Wednesday 24 October 2012

Ethics and Finance: The Role of Mathematics

Between 2006-2011 I was the "RCUK Academic Fellow"  in Financial Mathematics.  In this role I was obliged to discuss my field with public and policy makers.  Usually this "public engagement" aspect of the Fellowship was ignored, but the role of mathematics in finance became one aspect of the Financial Crises, the dominant theme of public discussion since the summer of 2007 and I was catapulted out of my comfort zone in mathematics.

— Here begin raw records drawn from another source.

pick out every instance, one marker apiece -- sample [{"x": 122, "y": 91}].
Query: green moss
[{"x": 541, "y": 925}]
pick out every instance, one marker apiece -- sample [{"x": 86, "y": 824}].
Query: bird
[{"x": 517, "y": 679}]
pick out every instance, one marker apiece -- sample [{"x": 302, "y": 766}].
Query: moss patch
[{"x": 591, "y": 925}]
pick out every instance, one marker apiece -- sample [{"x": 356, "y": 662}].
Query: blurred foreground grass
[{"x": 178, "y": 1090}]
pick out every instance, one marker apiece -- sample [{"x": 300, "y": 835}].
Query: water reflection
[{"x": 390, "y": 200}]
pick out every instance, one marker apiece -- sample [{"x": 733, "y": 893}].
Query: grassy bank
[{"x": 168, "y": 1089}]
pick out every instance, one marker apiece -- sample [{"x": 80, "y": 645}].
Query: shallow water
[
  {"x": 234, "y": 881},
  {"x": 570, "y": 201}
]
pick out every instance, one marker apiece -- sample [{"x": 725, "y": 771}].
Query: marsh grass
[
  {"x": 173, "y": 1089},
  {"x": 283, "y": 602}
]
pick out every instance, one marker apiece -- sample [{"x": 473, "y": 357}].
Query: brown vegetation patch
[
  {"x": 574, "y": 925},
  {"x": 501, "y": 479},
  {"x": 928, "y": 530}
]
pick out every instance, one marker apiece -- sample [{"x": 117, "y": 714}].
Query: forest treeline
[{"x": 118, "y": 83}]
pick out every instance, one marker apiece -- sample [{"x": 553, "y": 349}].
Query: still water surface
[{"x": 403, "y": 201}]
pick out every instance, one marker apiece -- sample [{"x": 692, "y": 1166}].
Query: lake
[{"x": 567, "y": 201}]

The issue I really needed to address in discussion with outsiders was whether the involvement of mathematicians in finance was moral.  Mathematicians do not like addressing issues of morality, and the standard response in the UK is to resort to G.H. Hardy's "claim" that a mathematician does nothing useful: mathematics is so irrelevant to society that it is morally neutral.  I don't think this is (morally) acceptable for a whole load of reasons and so I had to address the substantive issue.

Since 2008 a substantial portion of my time has been spent on this problem, to the detriment of my mathematical research.  However, it has had some impact.  In 2011 the RCUK (the UK equivalent of the US National Science Foundation) recognised the result of this work as one of "One Hundred Big Ideas for the Future".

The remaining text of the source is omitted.